This month you can get to know our Principal Structural Engineer, Stephen Pavlinovich, located in our Perth head office in Western Australia. Stephen talks about his switch from architecture to structural engineering, his wife’s attempts at break dancing and his favourite philosophers.

What is your role at Engenium?

Principal Structural Engineer.

What are your areas of speciality and expertise?

Structural steel and concrete design for structures in the mining and mineral processing industry.

What projects are you currently working on?

Too many to mention. Large multi-discipline projects for the big mining companies and smaller projects that can take less than a week. Not to mention responding to the odd emergency.  Every day is different.
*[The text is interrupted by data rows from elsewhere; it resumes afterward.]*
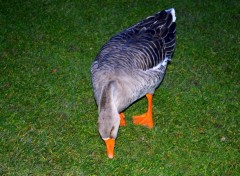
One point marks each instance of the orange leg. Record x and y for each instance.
(122, 119)
(146, 118)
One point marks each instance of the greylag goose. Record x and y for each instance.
(129, 66)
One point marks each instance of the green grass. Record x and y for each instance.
(48, 116)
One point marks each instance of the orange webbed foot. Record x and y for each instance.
(122, 119)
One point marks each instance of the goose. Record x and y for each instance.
(129, 66)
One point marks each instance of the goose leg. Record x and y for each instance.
(122, 119)
(146, 118)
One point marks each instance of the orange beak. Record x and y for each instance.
(110, 143)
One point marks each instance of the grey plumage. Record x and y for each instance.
(130, 65)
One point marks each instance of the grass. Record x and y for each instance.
(48, 117)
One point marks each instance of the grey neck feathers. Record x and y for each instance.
(107, 97)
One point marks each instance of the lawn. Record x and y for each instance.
(48, 116)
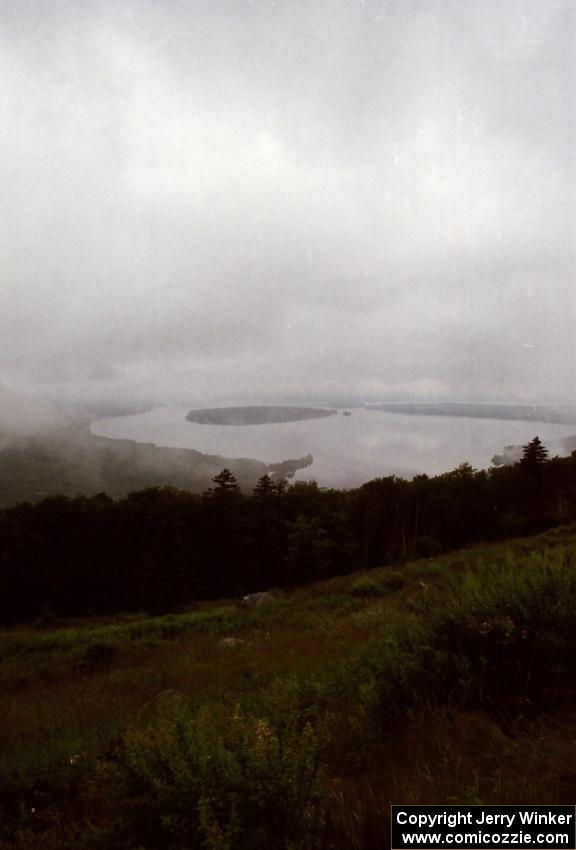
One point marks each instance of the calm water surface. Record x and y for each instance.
(347, 450)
What do you enjoy about working at Engenium?

As Engenium has grown significantly over the past 18 months I have been fortunate enough to have contributed to the building of a structural team and I’m really happy with the results. We have a great group of people that I enjoy working with.
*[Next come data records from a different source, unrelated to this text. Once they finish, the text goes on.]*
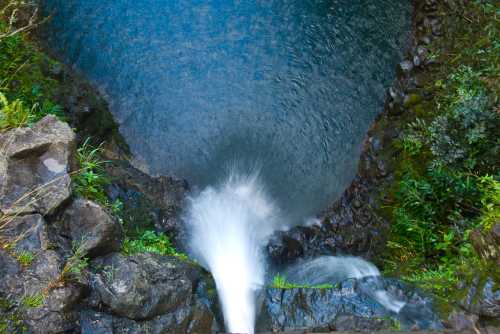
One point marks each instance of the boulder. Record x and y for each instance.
(92, 228)
(350, 226)
(34, 167)
(350, 305)
(26, 233)
(487, 245)
(57, 313)
(152, 290)
(185, 320)
(483, 298)
(148, 201)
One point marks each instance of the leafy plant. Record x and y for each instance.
(150, 242)
(447, 179)
(25, 258)
(91, 179)
(33, 301)
(281, 282)
(75, 265)
(13, 114)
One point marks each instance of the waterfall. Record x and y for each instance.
(229, 225)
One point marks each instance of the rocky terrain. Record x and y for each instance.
(63, 269)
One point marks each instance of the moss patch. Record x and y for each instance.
(446, 162)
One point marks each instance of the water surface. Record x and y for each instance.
(286, 86)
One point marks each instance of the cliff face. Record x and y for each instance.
(79, 227)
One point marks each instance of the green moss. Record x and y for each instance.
(11, 321)
(25, 258)
(447, 178)
(33, 301)
(281, 282)
(151, 242)
(23, 79)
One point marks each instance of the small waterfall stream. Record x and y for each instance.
(230, 224)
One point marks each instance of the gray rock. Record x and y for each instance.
(92, 322)
(488, 303)
(147, 286)
(151, 202)
(185, 320)
(95, 231)
(348, 306)
(460, 321)
(27, 233)
(34, 166)
(406, 66)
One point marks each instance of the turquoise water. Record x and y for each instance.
(200, 87)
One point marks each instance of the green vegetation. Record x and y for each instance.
(27, 93)
(151, 242)
(33, 301)
(10, 319)
(75, 265)
(89, 182)
(447, 176)
(25, 258)
(281, 282)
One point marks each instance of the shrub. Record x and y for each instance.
(91, 179)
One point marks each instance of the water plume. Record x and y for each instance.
(229, 225)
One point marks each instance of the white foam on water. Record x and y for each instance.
(229, 226)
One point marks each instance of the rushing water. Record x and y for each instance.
(282, 89)
(285, 86)
(229, 225)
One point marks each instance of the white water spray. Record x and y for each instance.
(229, 226)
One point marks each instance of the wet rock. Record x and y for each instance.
(345, 228)
(346, 307)
(487, 245)
(461, 321)
(149, 200)
(411, 100)
(10, 270)
(284, 248)
(26, 233)
(93, 322)
(406, 67)
(186, 320)
(149, 286)
(34, 167)
(482, 298)
(94, 230)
What inspired you to pursue a career in your field?

It was a spontaneous decision, but I don’t have any regrets.  After studying architecture for four years I came to the conclusion that it wasn’t for me.  At the time I was interested in large scale infrastructure such as high rise structures, elegant bridges and sports stadiums. So, I thought that structural engineering would be a good fit.   I made the change and stuck it out at university for another four years.   On finishing I immediately looked for work overseas. I worked on building sites in Singapore for the first three years of my engineering career and then spent time in Melbourne.  I have worked on many major projects since then and in that time I have learnt that enjoyment at work it is not about what you do but who you do it with.

What is something you love to do outside of your work life?

Outside of work you would find me watching my kids play sport, playing golf, playing the drums (badly), hoping for a Dockers win, planning my next holiday, as well as checking out new cafes and restaurants.

What makes you laugh?

My friends.  I’m lucky enough to still be in touch with friends from primary school.  They now live in various parts of the world and we normally pick a city to catch up once a year to watch footy and play golf.  My wife attempting break dancing is also funny.

Who is someone that inspires you?

No single person.  I am inspired by highly intelligent people that have the knack of explaining complicated subjects to regular people like me. My hope is that a slither of knowledge filters through.  Some of my favourite people whose books I like to read or watch include Daniel Dennett and Noam Chomsky.  Daniel Dennett is an American philosopher who takes a scientific approach to philosophy and talks about consciousness and free will. Noam Chomsky is a linguist, philosopher and political commentator who has an incredible memory for history.  I like to read books about physics from authors such as Richard Feynman and Richard Dawkins.  I read Richard Dawkins ‘The Selfish Gene’ in my early twenty’s, one of my favourite books.  I have read most his books since, he’s a great science writer.

What is your favourite quote?

I don’t remember quotes so, thanks to google and being a fan of both science and art, here’s one I like from a guy who had it all:

Simplicity is the Ultimate Sophistication,’ by Leonardo Da Vinci.